As the saying goes, it’s not always about if you win but how you win that matters inside the squared circle. 

IBF super middleweight titleholder Caleb Plant would probably agree with that dictum as it relates to his forthcoming full unification title bout against boxing kingpin Canelo Alvarez, who owns the WBC/WBO/WBA belts, on Nov. 6 in Las Vegas. The fight will headline a Showtime Pay-Per-View card.

Though Plant (21-0, 12 KOs) figures to be a sizable underdog in the bout, the Nashville native is not lacking for confidence.
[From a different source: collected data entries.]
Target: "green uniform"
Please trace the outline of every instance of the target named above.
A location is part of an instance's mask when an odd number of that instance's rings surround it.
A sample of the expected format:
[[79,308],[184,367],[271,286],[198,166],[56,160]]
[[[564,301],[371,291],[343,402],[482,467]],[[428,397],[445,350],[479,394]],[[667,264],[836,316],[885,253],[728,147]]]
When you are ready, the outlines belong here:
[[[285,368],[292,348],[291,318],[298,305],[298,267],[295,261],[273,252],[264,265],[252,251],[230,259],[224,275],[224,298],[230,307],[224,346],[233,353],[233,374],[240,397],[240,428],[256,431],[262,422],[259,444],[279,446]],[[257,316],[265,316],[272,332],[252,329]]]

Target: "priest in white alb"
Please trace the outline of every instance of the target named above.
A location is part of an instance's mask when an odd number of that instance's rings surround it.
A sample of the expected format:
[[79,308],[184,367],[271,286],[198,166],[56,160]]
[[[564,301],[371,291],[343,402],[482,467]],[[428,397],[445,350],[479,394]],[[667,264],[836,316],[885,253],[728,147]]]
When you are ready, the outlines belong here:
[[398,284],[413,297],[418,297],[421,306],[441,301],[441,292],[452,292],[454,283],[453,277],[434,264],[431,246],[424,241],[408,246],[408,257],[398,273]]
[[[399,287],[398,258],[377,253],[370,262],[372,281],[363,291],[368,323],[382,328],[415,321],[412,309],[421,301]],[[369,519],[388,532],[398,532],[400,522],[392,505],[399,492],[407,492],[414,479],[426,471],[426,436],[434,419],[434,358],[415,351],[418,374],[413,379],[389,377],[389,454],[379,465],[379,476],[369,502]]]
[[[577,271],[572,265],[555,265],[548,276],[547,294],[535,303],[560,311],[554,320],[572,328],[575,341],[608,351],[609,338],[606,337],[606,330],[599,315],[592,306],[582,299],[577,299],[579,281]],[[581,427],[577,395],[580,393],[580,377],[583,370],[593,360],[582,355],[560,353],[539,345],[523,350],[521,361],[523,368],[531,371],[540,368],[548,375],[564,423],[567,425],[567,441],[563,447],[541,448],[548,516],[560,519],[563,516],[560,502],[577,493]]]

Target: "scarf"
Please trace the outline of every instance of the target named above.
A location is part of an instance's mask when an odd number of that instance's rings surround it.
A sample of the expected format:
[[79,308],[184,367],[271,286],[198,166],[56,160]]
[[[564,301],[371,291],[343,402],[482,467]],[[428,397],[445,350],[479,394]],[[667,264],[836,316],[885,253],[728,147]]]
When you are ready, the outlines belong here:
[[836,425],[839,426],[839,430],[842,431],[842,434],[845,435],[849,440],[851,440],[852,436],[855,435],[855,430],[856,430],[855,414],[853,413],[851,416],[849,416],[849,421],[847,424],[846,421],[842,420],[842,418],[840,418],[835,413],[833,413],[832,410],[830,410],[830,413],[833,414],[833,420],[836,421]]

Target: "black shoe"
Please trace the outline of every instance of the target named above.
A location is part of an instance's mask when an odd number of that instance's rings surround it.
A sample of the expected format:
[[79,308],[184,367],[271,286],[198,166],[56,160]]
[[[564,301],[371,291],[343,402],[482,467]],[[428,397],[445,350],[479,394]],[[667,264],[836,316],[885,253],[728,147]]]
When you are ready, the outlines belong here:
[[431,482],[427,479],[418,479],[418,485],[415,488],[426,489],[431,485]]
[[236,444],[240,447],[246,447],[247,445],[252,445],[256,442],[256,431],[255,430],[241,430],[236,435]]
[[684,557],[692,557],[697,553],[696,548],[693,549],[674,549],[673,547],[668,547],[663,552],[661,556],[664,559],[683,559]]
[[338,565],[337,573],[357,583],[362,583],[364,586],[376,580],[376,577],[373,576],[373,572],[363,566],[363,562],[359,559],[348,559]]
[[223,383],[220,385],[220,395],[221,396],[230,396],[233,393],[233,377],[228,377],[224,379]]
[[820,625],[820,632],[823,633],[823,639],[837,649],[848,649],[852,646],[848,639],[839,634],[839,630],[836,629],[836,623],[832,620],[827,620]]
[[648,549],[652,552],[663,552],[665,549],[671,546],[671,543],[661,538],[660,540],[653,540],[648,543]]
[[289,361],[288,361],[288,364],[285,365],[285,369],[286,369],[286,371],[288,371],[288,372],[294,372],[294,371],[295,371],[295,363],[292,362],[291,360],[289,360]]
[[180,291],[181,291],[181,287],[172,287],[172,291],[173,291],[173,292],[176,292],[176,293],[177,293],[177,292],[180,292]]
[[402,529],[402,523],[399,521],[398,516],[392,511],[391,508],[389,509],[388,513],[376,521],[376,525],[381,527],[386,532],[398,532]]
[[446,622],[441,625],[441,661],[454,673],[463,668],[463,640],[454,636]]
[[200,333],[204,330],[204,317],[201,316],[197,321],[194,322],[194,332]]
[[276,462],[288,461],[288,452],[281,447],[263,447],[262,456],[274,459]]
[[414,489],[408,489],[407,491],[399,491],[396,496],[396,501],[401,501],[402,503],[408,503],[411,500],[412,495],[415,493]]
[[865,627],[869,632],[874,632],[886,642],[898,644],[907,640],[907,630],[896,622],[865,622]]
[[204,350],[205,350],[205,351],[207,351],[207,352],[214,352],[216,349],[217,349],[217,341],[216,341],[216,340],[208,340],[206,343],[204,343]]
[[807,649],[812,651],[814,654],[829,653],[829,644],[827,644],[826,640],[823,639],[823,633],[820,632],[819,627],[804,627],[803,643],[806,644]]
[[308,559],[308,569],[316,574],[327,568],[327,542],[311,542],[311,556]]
Certainly, it seems that he has not been swayed by all the pound-for-pound discourse in recent years that has seemingly given Alvarez an aura of invincibility.

“He’s been beat before,” Plant said on the PBC Podcast. “Honestly he’s looked beatable in a lot of his bigger fights.” 

Alvarez, of course, has only lost once in the professional ranks, which came at the hands of Floyd Mayweather in 2013. His win against Erislandy Lara, in a 154-pound title fight, in 2014, was also close and controversial. More recently, Alvarez drew with Gennadiy Golovkin in their middleweight title matchup in 2017, a fight many believed the Kazakh deserved to win; their rematch was also a close affair, but Alvarez wound up earning a decision. 

“He looked beatable against Lara,” Plant said. “He got schooled by Floyd [Mayweather]. He lost the first fight to Triple G [note: the fight ended in a draw] and it was a really close fight the second time. It was a really close fight with him and [Sergey] Kovalev as well." 

Alvarez (56-1-2, 38 KOs) knocked out Kovalev in the 11th round of their light heavyweight title tilt in 2019, in what was Alvarez’s first foray at 175. 

“[Alvarez] nor anyone else, any of his fans, is going to be able to convince me that the guy is unbeatable, that this is some David and Goliath story,” Plant continued. “That’s not my mentality going into this fight.”

Plant also thinks Billy Joe Saunders, Alvarez’s last opponent, gave the Mexican a run for his money for as long as that fight lasted. Alvarez stopped Saunders inside eight rounds in their super middleweight title bout last May. Saunders suffered a broken orbital bone in that fight. 

“I thought Billy Joe was having a lot of success and doing a lot of good things,” said Plant. “But he got caught with a shot and that can happen to anybody in boxing at any time. That doesn’t mean that [Canelo’s] unbeatable.”